Noting that other Caribbean countries were making arrangements for their nationals to return home, he said they could not understand why T&T was treating them as outcasts.

He said he and the other six Trinidadians then made their way to Antigua, where they were treated with respect.

“We were treated as if we were Antiguans. We were welcomed. We followed protocols with masks, sanitise hands, it was more like self-quarantine.”

Eventually, he said the two cancer patients and their spouses got exemptions. After spending almost six weeks in Antigua, Manocha said he was forced to take legal action.

Within seven days he and the other Trinis got exemptions to return home. They arrived in Trinidad on July 24 but the treatment meted out to them turned their happiness into anger.

Summing up his experience at the Piarco International Airport as inhumane, he said, “We came through an emotional storm, mental fatigue, physically tired and we were treated as if we were criminals.”
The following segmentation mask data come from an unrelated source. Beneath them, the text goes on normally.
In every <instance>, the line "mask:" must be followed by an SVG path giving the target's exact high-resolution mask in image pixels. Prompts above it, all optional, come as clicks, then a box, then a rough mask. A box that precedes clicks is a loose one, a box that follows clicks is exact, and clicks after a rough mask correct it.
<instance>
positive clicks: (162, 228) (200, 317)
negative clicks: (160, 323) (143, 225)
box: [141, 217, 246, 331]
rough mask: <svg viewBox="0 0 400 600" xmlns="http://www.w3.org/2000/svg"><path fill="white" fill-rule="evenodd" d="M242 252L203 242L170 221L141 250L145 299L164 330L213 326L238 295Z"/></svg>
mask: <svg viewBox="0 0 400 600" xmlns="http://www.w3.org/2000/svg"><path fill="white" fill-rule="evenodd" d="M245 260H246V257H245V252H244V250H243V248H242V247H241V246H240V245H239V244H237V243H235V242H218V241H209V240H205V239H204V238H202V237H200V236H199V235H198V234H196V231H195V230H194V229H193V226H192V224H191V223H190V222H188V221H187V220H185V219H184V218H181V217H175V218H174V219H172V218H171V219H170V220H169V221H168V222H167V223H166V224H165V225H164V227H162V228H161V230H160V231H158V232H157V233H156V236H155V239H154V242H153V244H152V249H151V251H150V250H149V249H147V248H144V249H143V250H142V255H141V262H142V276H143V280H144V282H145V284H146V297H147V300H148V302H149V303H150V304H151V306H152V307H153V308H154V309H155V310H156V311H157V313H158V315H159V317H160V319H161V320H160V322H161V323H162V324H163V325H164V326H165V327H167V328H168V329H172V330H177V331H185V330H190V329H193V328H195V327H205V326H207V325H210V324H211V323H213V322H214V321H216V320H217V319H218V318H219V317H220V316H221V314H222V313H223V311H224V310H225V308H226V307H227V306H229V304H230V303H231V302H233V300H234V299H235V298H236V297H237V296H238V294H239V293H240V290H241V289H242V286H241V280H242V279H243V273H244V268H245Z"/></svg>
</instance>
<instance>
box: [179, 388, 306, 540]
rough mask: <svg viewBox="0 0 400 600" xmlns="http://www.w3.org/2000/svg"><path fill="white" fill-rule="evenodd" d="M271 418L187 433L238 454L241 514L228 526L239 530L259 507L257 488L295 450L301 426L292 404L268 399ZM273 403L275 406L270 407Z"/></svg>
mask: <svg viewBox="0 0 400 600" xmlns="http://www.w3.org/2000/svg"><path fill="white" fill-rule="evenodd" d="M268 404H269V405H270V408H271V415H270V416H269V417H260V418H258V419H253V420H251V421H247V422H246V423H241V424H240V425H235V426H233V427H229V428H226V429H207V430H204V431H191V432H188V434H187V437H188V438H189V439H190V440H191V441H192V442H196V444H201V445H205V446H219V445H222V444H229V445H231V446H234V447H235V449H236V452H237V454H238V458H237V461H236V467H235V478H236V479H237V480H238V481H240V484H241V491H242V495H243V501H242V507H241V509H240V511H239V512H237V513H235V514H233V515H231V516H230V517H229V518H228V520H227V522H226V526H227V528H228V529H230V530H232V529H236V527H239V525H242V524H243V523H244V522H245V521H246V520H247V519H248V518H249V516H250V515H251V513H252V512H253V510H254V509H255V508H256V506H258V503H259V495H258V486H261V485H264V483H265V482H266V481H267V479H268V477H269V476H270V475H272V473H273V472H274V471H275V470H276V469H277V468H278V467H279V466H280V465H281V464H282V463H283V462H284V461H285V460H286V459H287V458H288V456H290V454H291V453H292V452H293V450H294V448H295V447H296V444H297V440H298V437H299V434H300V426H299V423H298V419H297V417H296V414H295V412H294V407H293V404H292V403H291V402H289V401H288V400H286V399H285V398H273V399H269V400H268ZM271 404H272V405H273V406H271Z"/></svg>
Ramcharitar left the country on February 26 to work for three weeks in Saudi Arabia. On the day he was leaving to return home, the Saudi Arabian government closed the airport for two weeks and then T&T borders were closed. He made his way to Florida and stayed with his cousin and connected with other Trinidadians on social media exploring avenues to return home. He said the harsh social media comments from fellow Trinidadians to the plight of stranded citizens were also heart-breaking.

Together, Manocha and Ramcharitar spent about $200,000 while stranded abroad. But they said many people still stranded don’t have any financial support and are barely surviving. They called on the Government to set up a repatriation hub for citizens and start bringing home 200 citizens every two weeks.